- Born: January 1997 Rio Bonito, Rio de Janeiro, Brazil
- Died: April 29, 2018 (aged 21) Rio de Janeiro, Brazil
- Education: State University of Rio de Janeiro
- Occupations: Artist and activist

= Matheusa Passareli =

Brazilian non-binary artist and LGBTQ activist (1997–2018)

Matheusa Passareli Simões Vieira (January 1997 – April 29, 2018) was a Brazilian visual artist and LGBTQ activist. They identified as non-binary and were murdered at the age of 21.

== Biography ==

Matheusa was born in Rio Bonito, in the interior of the state of Rio de Janeiro. They were the first person in their family to attend college, studying visual arts at the State University of Rio de Janeiro (UERJ). They also attended School of Visual Arts at the Parque Lage, starting research on queer language and performance.

=== Activism and art ===
As a LGBTQ activist, Matheusa defied gender norms and fought against prejudice. They were an active member of two art collectives, "Seus putos" and "Xica Manicongo", where they created art and engaged in LGBTQ+ activism. They used their art to challenge gender and racial norms, making racial activism their primary cause.
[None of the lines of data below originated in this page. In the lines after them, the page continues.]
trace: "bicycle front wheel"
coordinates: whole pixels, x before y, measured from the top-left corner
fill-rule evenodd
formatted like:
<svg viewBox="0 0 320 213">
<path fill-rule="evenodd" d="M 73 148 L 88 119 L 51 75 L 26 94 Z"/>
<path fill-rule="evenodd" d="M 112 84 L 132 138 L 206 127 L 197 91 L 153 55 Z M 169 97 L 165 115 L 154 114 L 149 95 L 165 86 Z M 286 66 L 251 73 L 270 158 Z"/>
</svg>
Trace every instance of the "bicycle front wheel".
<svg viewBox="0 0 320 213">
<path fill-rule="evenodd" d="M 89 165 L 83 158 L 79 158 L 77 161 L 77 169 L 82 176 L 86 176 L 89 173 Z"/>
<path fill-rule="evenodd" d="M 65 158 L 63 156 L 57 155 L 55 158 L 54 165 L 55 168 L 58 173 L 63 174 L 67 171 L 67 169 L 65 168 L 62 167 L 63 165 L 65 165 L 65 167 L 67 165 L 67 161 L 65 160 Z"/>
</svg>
== Death and investigations ==
On April 29, 2018, Matheusa disappeared after leaving a party in the Encantado neighborhood, in the northern part of Rio de Janeiro. They were murdered by drug dealers in Morro do 18, in Quintino. In July 2024, the principal defendant for the murder, Manuel Avelino de Sousa Junior, was sentenced to 18 years and four months of prison for the crimes of murder with a base motive and concealment of a corpse.

== Legacy and tributes ==
Matheusa was portrayed in the documentary "Sempre Verei Cores no seu Cinza", directed by filmmaker Anabela Roque. The film addresses the crisis at UERJ and shows the performance of students against the abandonment of the university.

The academic center of the Institute of Arts of UERJ was renamed as Matheusa Passareli Academic Center, in 2018.